The Orthodox Church of Cyprus has rejected a government ordinance banning gatherings of over 75 people, saying it would continue to hold its divine liturgy as usual for all who desire to participate.
“Attendance is voluntary. No one is forced. If some people feel that they want to stay away at this time, they are free to do so,” the Holy Synod said in a statement Wednesday.
“Nor will we tell someone they have to leave a service because the allowed number had been reached, as if it’s just any old gathering,” it said.
The Church also insisted that Holy Communion is not merely a symbol but actually is the body and blood of Christ and thus it would be “blasphemous” to think that it could transmit any disease or virus.
“The experience of so many centuries of Christianity has shown no evidence of such transmission,” the statement said, referencing the many priests over the centuries who served in hospitals for infectious diseases and gave out Holy Communion and then consumed whatever was left over.
“No priest was infected in these cases,” it said.
Members of Christian Orthodox churches share a single spoon in receiving Holy Communion in the form of a sweet red wine, which they believe to be the blood of Jesus.

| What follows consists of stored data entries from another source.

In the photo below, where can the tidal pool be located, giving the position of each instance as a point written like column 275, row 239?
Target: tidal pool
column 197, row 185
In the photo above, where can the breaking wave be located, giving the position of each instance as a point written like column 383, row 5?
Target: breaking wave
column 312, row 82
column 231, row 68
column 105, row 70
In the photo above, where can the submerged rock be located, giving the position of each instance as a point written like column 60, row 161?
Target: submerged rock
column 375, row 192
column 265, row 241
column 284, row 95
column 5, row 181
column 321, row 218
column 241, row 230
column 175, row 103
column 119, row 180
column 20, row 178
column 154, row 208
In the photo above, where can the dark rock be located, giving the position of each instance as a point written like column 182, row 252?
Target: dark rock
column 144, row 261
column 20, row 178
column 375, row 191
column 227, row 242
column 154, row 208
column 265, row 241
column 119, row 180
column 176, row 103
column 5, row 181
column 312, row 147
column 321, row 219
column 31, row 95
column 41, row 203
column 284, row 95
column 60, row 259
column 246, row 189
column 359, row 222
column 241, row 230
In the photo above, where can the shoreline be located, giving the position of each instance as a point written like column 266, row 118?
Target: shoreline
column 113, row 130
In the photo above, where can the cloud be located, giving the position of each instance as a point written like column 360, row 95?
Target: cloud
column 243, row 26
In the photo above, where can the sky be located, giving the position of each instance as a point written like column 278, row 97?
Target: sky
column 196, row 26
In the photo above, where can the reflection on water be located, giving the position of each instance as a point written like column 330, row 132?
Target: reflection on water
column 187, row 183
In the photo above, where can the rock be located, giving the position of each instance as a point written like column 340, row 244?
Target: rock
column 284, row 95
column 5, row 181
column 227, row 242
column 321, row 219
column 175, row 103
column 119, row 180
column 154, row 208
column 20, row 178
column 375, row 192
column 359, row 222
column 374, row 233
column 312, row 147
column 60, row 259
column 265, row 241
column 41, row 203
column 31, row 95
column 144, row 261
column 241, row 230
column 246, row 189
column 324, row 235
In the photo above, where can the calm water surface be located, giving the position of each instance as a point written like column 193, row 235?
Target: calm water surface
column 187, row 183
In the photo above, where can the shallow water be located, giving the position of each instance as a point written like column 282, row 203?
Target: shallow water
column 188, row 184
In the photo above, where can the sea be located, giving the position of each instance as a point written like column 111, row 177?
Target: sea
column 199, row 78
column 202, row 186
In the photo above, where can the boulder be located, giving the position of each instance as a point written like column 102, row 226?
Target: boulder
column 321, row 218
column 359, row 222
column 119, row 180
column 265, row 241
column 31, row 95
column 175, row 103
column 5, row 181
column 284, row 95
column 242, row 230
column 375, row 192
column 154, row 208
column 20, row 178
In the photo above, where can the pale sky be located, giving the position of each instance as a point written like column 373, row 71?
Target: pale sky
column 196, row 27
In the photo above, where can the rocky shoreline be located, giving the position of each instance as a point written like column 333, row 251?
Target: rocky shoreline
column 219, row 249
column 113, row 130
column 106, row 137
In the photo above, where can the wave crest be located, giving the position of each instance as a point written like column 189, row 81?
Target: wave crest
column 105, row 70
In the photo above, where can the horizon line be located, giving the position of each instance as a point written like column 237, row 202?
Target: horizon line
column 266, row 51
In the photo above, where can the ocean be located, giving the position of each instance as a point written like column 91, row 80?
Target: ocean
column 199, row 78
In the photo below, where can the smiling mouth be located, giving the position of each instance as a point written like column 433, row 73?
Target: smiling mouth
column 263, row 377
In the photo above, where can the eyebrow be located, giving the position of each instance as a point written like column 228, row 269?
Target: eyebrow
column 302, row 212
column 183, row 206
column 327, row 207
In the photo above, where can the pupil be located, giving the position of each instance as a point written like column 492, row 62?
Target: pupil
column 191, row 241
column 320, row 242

Cyprus Health Minister Constantinos Ioannou said Tuesday he thought people “shouldn’t receive Holy Communion” but the ministry itself has refrained from issuing an official statement on the matter.
The synod urged church staff to follow the instructions of the health ministry in matters such as hygiene, ventilation of the buildings, and the cleanliness of the icons kissed by the faithful.
The Holy Synod has urged the faithful who wish to receive Holy Communion to attend services on Wednesdays and Fridays “to avoid high attendance in churches on Sunday.”
The Catholic Church in Italy has suspended all Masses until April 3 after the government banned all gatherings to help stop the spread of the coronavirus.